I’m actually finding myself disagreeing with some of Leo’s points. For example:
There has never been a “news monopoly.” (But his use of the term makes me feel a little better about some of the language snafus I’ve made in the past.) Even before the Internet there were thousands of newspapers, numerous news sources available almost everywhere, and even AP and Reuters to compete with each other.
Small is better? Tell that to b5media, eh? Small has always been an option, especially for a new company in a new niche. But small isn’t fundamentally better or worse than big, not even on the Internet. We only see a lot of small companies on the Internet, because (1) the Internet is still relatively new, in the grand scale, and (2) there have always been a lot of small companies (media companies, too!), and the Internet gives us access to them.
There are plenty of companies who charge for online content. They provide premium content, highly valued in a well-defined niche. Or they provide some added value, such as vetting and organizing content for its customers. Or they’ve otherwise adjusted their business strategy to make charging money work in an Internet market.
When faced with economic difficulty, the answer is not always to cut costs. Sometimes, the answer is to expand operations. The answer actually may be to charge more, if you can deliver additional value. And just because your first attempt at expanding operations fails, that doesn’t mean that you should give up. You can expect to fail, and you should use what you discovered from that failure to help you chart your course.
What’s been happening to news media is analogous to what happened to auto manufacturing around 1960 (as Peter Drucker describes it). Auto manufacturing had suddenly become global, and national automakers suddenly had new foreign competitors. Car manufacturers needed to change, and change they did.
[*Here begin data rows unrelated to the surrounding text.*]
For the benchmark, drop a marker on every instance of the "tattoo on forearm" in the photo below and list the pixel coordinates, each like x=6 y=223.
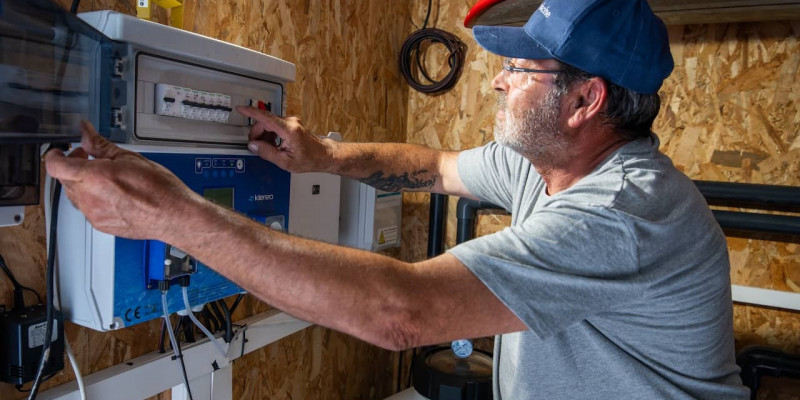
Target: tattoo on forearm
x=395 y=183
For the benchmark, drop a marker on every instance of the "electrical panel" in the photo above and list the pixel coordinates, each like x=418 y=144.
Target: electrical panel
x=171 y=96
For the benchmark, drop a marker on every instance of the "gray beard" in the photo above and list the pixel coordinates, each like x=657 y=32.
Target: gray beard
x=534 y=132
- Toyota decided to export, failed, redesigned their strategy, and eventually succeeded.
- Ford decided to compete in Europe and was a major contender there by the 1970’s.
- Fiat also decided to become a European car, while retaining its primacy in Italy.
- GM decided to increase its profits in North America, then moved into Europe, and then into the whole world.
- Mercedes pursued and dominated several niche markets worldwide: luxury cars, taxicabs, and buses.
Though all different, all of these strategies worked, because they all took into account the new global nature of the auto market. The only automakers that failed (or needed to be bailed out) were those who stubbornly refused to admit that anything had changed.
The problem with pre-Internet media is simply that the market has changed. So you’lll only sink if you delude yourself that you can continue doing business the same way that you did before. But beyond that, there are numerous possible ways to make media work in the 21st century, and the small, free, personal blog full of short, concise articles and lots of bulleted lists, that’s just one possible strategy. I have noticed successful exceptions to every one (and all) of those characteristics.